Gli scavi clandestini sono stati scoperti dalla Forestale Avviate le indagini per risalire agli autori: danni elevati

TORTOLI. Gli agenti del Corpo forestale e di vigilanza ambientale della stazione di Tortolì hanno scoperto, all’interno di un terreno di proprietà privata, nell’area conosciuta come "Castello della Medusa”, ai confini tra i Comuni di Lotzorai e Girasole, ai limiti della vecchia strada statale 125-Orientale sarda, uno scavo clandestino dei tombaroli con evidenti danni al sito archeologico. Gli agenti hanno avviato le indagini per risalire ai maliveventi e comunicato la scoperta alla procura della Repubblica di Lanusei, che ha aperto un'inchiesta.
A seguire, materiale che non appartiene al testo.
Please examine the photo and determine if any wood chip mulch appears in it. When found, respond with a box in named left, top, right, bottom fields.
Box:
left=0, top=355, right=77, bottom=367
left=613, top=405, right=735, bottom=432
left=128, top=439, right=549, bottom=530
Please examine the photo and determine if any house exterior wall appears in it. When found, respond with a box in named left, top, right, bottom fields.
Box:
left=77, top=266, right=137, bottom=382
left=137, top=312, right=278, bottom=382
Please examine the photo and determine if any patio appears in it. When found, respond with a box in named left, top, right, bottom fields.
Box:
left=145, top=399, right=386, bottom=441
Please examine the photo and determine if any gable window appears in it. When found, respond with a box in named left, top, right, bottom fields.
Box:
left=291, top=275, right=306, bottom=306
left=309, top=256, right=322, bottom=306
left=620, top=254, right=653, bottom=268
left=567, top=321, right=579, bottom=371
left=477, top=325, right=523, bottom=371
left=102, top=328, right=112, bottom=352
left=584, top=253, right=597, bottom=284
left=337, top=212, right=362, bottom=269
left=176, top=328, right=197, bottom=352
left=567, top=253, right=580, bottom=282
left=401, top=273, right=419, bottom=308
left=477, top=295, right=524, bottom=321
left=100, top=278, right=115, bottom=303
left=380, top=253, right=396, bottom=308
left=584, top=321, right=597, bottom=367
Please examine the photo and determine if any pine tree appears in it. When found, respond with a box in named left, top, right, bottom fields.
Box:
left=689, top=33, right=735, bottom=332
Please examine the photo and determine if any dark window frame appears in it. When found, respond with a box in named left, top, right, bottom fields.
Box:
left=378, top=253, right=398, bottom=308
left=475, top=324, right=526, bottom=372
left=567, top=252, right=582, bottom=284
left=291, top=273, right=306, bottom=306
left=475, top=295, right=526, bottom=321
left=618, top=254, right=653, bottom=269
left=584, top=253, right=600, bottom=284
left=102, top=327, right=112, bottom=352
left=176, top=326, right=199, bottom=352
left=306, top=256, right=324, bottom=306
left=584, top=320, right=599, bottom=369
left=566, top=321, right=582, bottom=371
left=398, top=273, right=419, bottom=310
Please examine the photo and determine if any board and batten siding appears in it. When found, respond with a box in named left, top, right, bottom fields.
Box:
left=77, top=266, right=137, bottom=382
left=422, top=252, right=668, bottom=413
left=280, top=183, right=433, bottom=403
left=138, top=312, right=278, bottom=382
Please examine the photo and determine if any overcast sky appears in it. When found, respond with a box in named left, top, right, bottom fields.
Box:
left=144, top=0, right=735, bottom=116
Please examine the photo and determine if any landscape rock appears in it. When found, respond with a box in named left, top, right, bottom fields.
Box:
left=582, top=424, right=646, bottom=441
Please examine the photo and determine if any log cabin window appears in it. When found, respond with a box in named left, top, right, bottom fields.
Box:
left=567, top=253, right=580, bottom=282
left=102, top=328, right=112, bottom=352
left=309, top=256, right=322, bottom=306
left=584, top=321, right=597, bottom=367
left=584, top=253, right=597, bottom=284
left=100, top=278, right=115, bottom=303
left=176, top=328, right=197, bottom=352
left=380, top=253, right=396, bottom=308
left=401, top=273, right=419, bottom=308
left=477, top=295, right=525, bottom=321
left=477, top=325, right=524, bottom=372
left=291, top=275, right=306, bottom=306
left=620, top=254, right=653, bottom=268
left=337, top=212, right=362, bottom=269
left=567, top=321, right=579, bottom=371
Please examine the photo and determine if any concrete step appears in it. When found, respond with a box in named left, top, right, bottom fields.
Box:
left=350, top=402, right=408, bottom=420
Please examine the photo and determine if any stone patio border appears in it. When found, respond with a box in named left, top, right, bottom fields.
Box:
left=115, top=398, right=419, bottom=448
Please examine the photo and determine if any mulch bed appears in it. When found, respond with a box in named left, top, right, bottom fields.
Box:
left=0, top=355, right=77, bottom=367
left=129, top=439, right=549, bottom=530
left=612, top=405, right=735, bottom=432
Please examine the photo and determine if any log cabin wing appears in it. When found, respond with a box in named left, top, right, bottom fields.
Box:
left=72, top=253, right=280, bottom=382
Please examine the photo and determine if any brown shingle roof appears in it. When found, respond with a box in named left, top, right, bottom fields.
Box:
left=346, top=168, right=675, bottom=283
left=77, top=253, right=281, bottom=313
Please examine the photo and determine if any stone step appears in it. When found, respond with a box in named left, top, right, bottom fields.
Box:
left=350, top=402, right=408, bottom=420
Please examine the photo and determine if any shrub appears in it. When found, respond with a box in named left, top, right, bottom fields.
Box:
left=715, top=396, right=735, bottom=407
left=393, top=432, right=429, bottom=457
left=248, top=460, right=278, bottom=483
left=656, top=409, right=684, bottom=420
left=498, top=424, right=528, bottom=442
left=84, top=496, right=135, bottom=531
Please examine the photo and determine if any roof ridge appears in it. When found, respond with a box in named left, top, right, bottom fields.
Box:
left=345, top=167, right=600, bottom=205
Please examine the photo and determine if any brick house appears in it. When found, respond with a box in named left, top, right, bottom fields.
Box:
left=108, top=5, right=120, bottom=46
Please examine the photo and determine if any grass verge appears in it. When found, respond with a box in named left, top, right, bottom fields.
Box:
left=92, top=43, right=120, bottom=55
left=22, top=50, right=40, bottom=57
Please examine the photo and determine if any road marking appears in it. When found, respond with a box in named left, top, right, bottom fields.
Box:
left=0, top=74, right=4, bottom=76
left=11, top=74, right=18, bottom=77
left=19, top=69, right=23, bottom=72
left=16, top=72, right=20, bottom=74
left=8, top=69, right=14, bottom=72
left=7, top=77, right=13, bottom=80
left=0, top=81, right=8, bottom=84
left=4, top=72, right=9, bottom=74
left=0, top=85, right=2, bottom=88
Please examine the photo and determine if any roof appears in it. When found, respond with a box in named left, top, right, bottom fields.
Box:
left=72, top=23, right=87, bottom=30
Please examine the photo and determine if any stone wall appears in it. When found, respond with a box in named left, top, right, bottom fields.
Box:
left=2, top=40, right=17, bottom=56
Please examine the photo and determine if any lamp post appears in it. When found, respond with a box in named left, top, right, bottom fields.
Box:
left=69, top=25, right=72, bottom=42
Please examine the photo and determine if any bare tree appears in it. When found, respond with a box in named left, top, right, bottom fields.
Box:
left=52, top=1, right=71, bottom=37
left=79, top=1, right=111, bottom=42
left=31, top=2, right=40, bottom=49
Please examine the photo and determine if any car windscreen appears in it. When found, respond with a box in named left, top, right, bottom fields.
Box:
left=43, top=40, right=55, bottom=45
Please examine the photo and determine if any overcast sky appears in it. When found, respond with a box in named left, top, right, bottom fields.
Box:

Del fatto è stata anche informata la Soprintendenza ai beni archeologici di Nuoro. Il servizio territoriale del Corpo forestale e di vigilanza ambientale di Lanusei ha richiesto la collaborazione del servizio beni culturali dell’assessorato regionale, finalizzata alla datazione, catalogazione e conoscenza dell’area di provenienza dei frammenti ritrovati.
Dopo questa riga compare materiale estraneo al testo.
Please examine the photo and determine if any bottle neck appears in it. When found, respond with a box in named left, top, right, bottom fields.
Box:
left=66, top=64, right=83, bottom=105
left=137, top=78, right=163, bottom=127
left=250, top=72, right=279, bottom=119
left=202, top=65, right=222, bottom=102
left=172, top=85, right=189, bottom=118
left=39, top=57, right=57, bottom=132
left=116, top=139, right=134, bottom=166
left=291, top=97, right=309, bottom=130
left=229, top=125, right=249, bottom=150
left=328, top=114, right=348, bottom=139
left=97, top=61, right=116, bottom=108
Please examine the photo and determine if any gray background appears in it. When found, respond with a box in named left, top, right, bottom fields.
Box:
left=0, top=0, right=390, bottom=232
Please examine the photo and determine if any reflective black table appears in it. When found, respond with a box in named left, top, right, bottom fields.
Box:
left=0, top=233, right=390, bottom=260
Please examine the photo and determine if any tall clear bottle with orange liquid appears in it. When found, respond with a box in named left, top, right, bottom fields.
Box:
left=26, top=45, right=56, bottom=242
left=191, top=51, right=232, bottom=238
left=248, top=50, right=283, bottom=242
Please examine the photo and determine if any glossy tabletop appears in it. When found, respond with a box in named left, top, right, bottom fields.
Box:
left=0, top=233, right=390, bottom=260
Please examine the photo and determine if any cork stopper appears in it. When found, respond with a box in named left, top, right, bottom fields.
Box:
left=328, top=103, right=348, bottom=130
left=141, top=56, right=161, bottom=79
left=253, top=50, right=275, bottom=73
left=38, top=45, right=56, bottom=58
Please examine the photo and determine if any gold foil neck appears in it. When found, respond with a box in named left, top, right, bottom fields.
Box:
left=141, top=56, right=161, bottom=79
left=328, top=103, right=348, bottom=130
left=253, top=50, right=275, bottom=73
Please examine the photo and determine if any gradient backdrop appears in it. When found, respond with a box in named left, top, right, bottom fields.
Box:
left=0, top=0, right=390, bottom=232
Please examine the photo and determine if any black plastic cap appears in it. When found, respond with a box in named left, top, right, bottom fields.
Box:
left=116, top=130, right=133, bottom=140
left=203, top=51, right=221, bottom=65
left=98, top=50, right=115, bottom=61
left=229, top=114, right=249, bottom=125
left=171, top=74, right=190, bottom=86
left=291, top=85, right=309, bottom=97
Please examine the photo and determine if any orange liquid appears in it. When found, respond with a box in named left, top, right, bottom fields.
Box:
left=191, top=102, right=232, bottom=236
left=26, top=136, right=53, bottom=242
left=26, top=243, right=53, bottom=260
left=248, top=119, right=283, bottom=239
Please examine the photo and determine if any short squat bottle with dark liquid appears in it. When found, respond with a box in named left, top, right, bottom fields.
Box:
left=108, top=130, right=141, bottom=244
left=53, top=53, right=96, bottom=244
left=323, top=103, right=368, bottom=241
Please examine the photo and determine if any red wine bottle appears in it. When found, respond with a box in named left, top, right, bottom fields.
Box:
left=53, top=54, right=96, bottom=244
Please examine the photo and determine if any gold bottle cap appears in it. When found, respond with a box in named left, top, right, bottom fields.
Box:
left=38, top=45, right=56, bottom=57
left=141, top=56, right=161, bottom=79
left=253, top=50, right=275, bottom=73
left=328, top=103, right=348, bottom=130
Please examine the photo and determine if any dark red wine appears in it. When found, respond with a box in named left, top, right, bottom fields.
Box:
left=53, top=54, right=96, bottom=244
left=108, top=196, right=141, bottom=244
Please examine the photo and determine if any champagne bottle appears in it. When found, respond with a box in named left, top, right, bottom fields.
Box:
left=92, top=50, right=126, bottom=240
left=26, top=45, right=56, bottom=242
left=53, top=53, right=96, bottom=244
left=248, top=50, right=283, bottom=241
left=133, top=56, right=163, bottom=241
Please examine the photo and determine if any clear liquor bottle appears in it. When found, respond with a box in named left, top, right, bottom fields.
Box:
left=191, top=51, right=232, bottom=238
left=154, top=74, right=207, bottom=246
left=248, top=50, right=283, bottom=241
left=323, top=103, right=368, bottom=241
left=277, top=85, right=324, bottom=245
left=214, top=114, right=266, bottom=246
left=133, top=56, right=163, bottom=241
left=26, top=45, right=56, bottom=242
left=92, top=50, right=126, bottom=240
È stato nello scorso mese di aprile, nell’ambito dei programmati servizi finalizzati alla salvaguardia dei beni culturali, che il Corpo forestale riuscì a scoprire, nell’area conosciuta come il “Castello della Medusa”, uno scavo clandestino ad opera di ignoti che ha procurato evidenti danni al sito archeologico di rilevante interesse. Diversi sono i reperti acquisti in loco, costituiti nella quasi totalità da frammenti risalenti al periodo basso medievale (XIII- XV secolo) la cui provenienza non è sempre stato possibile certificare a causa delle modeste dimensioni dei singoli reperti di ceramiche utilizzate per realizzare il manufatto. Per alcuni è stato possibile attribuirne l’origine riconducibile a quella toscana (area pisana ) e spagnola. Gli uomini del Cfva hanno subito avviato le indagini per risalire agli autori, informando la Procura di Lanusei. Il rinvenimento è stato segnalato alla competente Soprintendenza per i Beni archeologici di Nuoro. Per avere maggiore conoscenza storico-archeologica di quanto rinvenuto, il Servizio territoriale del Corpo forestale e di vigilanza ambientale di Lanusei ha chiesto la collaborazione del Servizio beni culturali della direzione generale dei beni culturali, dell’assessorato regionale della Pubblica istruzione, finalizzata alla datazione, catalogazione e conoscenza dell’area di provenienza dei singoli frammenti.

Da questa collaborazione fra strutture organizzative regionali è scaturito un lavoro tecnico-scientifico di dettaglio, che l’archeologo incaricato dal suddetto servizio ha riportato in un’ampia relazione che sarà pubblicata nella rivista specialistica on-line “Quaderni della Soprintendenza”.